Do you know how AI works?
A beginners guide.

Let’s talk AI.
Or rather, let’s talk about what’s really under the hood when people say AI these days.
To most people it’s ChatGPT, Gemini, Claude, or just generative AI. And the tech underneath all of that is an LLM. An LLM is a Large Language Model.
So for now, we’ll stick to talking about those.
Before we can understand what LLMs are doing, we need a quick primer on how they work.
When an LLM is trained, it’s not memorizing facts, it’s building relationships between words. Imagine it learning from a piece of text about breakfast. It picks up words like toast, cereal, table, and morning. It even connects ideas about diets; people skipping breakfast or making it a feast.
Then, it learns from texts about weddings and carpentry. Suddenly, toast takes on a new meaning, so does table. The relationships between words grow more complex and we need more space to map them.
Picture our words as little pieces of paper laid out on a table. You group related ones together, but as more words are added, some need to be close to multiple words that are far apart.
The table isn’t enough.
So, you lift the words into the air with strings, arranging them in three dimensions.
Now, toast can sit near both bread and weddings, Table can link to dining and meetings.

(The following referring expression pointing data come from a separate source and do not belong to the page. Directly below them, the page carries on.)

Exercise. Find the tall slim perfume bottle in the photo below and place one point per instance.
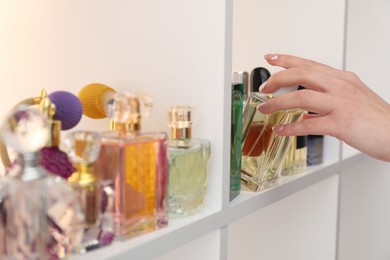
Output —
(40, 217)
(295, 160)
(188, 164)
(263, 151)
(83, 148)
(238, 89)
(133, 167)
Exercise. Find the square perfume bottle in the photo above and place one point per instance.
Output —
(188, 164)
(263, 151)
(133, 168)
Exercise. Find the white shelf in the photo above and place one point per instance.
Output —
(183, 230)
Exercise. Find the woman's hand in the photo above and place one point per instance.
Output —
(345, 107)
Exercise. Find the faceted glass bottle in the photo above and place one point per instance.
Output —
(83, 148)
(263, 151)
(40, 217)
(133, 167)
(188, 164)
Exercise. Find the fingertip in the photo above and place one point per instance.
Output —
(278, 129)
(263, 86)
(271, 57)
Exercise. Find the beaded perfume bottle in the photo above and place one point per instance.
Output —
(40, 217)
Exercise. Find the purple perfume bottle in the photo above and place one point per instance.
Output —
(133, 167)
(40, 217)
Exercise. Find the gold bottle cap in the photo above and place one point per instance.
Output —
(180, 121)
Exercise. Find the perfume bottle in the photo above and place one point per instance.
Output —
(263, 151)
(83, 148)
(40, 217)
(52, 158)
(188, 164)
(238, 89)
(295, 160)
(133, 167)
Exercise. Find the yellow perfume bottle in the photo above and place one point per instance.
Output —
(133, 167)
(188, 164)
(263, 151)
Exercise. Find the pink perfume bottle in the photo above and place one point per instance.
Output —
(133, 167)
(40, 217)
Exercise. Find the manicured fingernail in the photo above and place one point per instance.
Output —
(262, 105)
(271, 57)
(262, 86)
(278, 128)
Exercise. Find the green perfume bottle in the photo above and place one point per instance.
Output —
(239, 87)
(263, 151)
(188, 164)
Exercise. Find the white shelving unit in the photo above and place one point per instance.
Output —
(182, 52)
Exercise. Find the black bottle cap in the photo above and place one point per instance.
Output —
(258, 76)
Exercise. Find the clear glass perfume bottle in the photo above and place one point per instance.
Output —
(263, 151)
(238, 89)
(188, 164)
(295, 160)
(40, 217)
(133, 167)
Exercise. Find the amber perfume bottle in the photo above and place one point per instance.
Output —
(295, 160)
(83, 148)
(188, 164)
(238, 88)
(263, 151)
(133, 167)
(40, 217)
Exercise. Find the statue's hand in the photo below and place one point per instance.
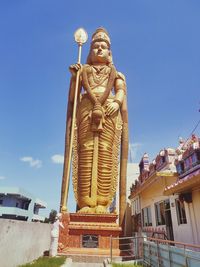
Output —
(75, 68)
(112, 108)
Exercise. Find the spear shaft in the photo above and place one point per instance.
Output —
(66, 174)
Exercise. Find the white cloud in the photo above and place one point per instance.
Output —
(57, 159)
(32, 162)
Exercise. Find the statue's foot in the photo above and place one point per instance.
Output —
(87, 210)
(101, 209)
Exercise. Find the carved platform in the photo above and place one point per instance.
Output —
(89, 234)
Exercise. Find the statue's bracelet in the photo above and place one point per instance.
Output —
(118, 102)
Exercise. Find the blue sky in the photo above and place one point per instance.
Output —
(156, 44)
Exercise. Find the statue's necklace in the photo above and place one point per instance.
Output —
(99, 73)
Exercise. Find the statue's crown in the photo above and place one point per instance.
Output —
(101, 35)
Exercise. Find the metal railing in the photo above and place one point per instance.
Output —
(157, 252)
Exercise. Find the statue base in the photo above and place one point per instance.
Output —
(89, 234)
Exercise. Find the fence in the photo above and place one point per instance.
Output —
(158, 252)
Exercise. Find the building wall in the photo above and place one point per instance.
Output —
(23, 241)
(195, 207)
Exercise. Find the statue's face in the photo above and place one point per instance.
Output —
(100, 52)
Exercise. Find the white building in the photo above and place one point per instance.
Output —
(16, 203)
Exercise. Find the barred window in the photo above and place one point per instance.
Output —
(180, 210)
(146, 214)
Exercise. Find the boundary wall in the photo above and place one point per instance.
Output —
(22, 241)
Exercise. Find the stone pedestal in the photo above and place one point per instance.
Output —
(89, 234)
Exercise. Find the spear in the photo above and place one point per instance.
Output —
(80, 37)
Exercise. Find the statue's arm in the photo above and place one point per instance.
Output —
(74, 69)
(120, 88)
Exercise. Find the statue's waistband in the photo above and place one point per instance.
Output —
(86, 95)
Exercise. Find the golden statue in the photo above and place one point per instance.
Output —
(101, 129)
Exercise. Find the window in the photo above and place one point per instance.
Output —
(160, 213)
(180, 210)
(135, 206)
(146, 214)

But even 3D space isn’t enough… New words and meanings keep coming, and the connections expand into more dimensions—ones we can’t easily visualize.
And that’s what LLMs do. They build intricate relationships in N-dimensional space, far beyond human perception. We don’t need to grasp every detail—just knowing this structure exists helps us understand how they generate words that make sense in context.
Now you’ve got an idea how it learns.
The relationships between words aren’t between one word and another. It’s the relationship between 50 words, or a thousand words, to each other. It’s how the words we use to talk about a court case differ from the words we use to talk about particle physics, even though they’re both English. How there’s some words specific to those areas, but other words that exist in both.
When you ask an LLM a question, or have it handle a query, it’s building an answer based on that math. What is the most likely word/words to come next. And right there, hidden in that sentence is the key. The flag everyone buying AI needs to know, and the flag that everyone selling you AI doesn’t want to say.
The Most Likely.
Your LLM doesn’t know things. It doesn’t know anything.
It has the relationships between words. It has its N-dimensional vectors to connect things together and it finds the most likely answer. Because it always, always has an answer.
The problem with not knowing things, is that it also means there’s nothing you DON’T know. There’s always an answer. There’s always something that can fit.
And because it has learned from billions of pieces of text, it’s very good at sounding smart.
It’s scarily good at sounding smart…
By selecting the most likely word to come next (based on the topic, the prompt, the words already out etc) you can generate text that sounds exactly right for a given topic.
Sounds though…
And that’s the tough part. It sounds exactly right, but it might not be. When it’s writing about a topic you know, the errors could be obvious. Suggesting tomatoes for a fruit salad. It’s a fruit, right? A hundred thousand pages tell you it’s a fruit. You raise an eyebrow; you make a little correction.
You might even notice when it talks about a topic you’re not as close to. You might have spent enough time around your legal team to know copyright from trademark. At least in a general sense. But if you’re relying on an LLM to create content or copy, even to summarise something you don’t understand, you’ve got no way of knowing when it gets things wrong.
Those errors can compound pretty quickly. A mistake in a sentence doesn’t change the meaning too much. But if that sentence is the summary of several pages of text, ever word matters. If the summary talks about the points mentioned again and again, it’s doing a good job of averaging things out for you. But what if most of the text was a primer? What if the author wrote it to help prime you into a certain way of thinking and the key takeaway was only mentioned once? AI can’t really know what’s important. It can’t really think or reason to a conclusion.
None of it is an argument against AI or even using an LLM. But I think it’s critical information that we all need to have. In the end, tools like DeepSeek, ChatGPT and Gemini, are exactly that; tools. And there’s going to be a right and a wrong way to use them.
Knowing how it works, and where and how those errors come from helps you make better decisions. It helps you to achieve your goals and keep your brand safe.
My advice?
AI plays a fantastic role in boosting productivity. Not replacing it.
It can help turn a list of bullet points into two sentences each, and then you can write brilliant content from that. Correcting errors as you go.
It can help brainstorm ideas and spit out ten quick pieces of information based on the topic you describe. So that even if you use none of them, you’ve got a starting point to inspire you or tell you what to avoid.
AI tools and LLMs are a fantastic way to work smarter. A personal assistant who’s never tired or busy, ready to be a muse… But to still leave you to do what you do best, and really do the work.